On September 15, 2008, investment bank Lehman Brothers filed for the largest bankruptcy in the history of the United States. Its collapse was a watershed moment in the Global Financial Crisis, sparking the realization that things would never again be the same. With the benefit of a decade of hindsight, we take this opportunity to not only look back, but also look ahead.
The Lehman collapse did not follow the accepted pattern of a negotiated transition like that of Bear Stearns earlier that year or Fannie Mae and Freddie Mac earlier that month.

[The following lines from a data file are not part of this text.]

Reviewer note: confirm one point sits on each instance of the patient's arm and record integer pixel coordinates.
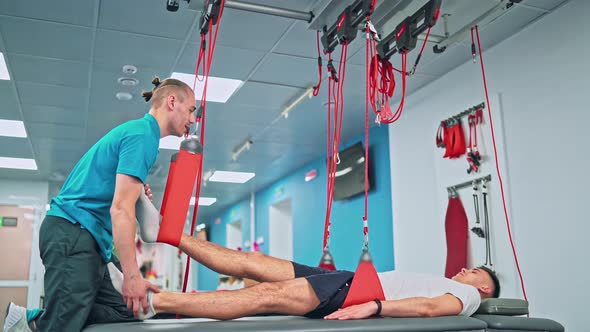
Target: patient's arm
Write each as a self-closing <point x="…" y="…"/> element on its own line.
<point x="444" y="305"/>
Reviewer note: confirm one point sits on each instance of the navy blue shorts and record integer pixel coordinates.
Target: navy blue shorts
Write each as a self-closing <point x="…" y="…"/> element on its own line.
<point x="331" y="287"/>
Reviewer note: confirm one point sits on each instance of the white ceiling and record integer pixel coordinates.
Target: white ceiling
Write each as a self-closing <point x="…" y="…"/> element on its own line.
<point x="65" y="56"/>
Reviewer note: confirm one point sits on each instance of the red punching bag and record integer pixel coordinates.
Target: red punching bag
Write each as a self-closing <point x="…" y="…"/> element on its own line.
<point x="168" y="182"/>
<point x="365" y="286"/>
<point x="181" y="186"/>
<point x="456" y="227"/>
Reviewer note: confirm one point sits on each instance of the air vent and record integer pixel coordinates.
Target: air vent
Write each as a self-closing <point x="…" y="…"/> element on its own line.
<point x="124" y="96"/>
<point x="127" y="81"/>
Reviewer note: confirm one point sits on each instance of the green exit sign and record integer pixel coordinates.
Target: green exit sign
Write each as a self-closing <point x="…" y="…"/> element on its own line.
<point x="8" y="221"/>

Instead, financial institutions and markets, regulators and investors were left in disarray as their long-held assumption that some firms were “too big to fail” was busted.
Yet, the day after the failure of Lehman, the Federal Reserve provided emergency credit to insurer AIG. The coming months (and years) would be defined by extraordinary actions by governments and central banks as they pumped unprecedented amounts of liquidity into the financial system, bailing out many struggling institutions and orchestrating liquidations.
While the nexus of the crisis was securitized subprime mortgages, banks shoring up their balance sheets rendered once liquid markets illiquid with the contagion spreading across countries and industries. This dislocation was especially pronounced in credit markets where even debt that was performing traded at steep discounts. It is common for bondholders to be more cautious than stock investors late in an economic cycle, which NEPC highlighted as an opportunistic credit opportunity in July 2008. As the Crisis dragged on, losses accelerated through November 2008, with meaningful recovery only taking place after March 2009.
A key concern about the next market downturn, whenever that happens, is how the raft of reforms and regulation—notably Dodd-Frank and Basel—created on the heels of the Crisis alters the “too big to fail” dynamic and the risks of contagion. While every downturn is different, the hope is that the world economy makes it through without the extraordinary measures that defined the Crisis.
When we started this series last October, we noted that the S&P 500 was at an all-time high. This remains true almost a year later. Meanwhile, the Fed continues to gradually tighten monetary policy and has begun the process of unwinding its balance sheet.
Just as the Lehman collapse was the seminal event of the Crisis, the Fed’s balance sheet expansion was likely the defining moment of the recovery. In the last year alone, the central bank’s balance sheet has dropped by nearly $250 billion and is expected to further decline in the years ahead.
The unknowns remain: will the next downturn also require extraordinary measures? And, equally pertinent, how much ammunition does the Fed really possess with an already elevated balance sheet and relatively low interest rates? While an imminent recession appears unlikely, certain data points give us pause. Credit spreads remain tight in contrast to 10 years ago. The Treasury yield curve is at its narrowest level since 2008 and equity valuations are at their highest levels since the late 1990s.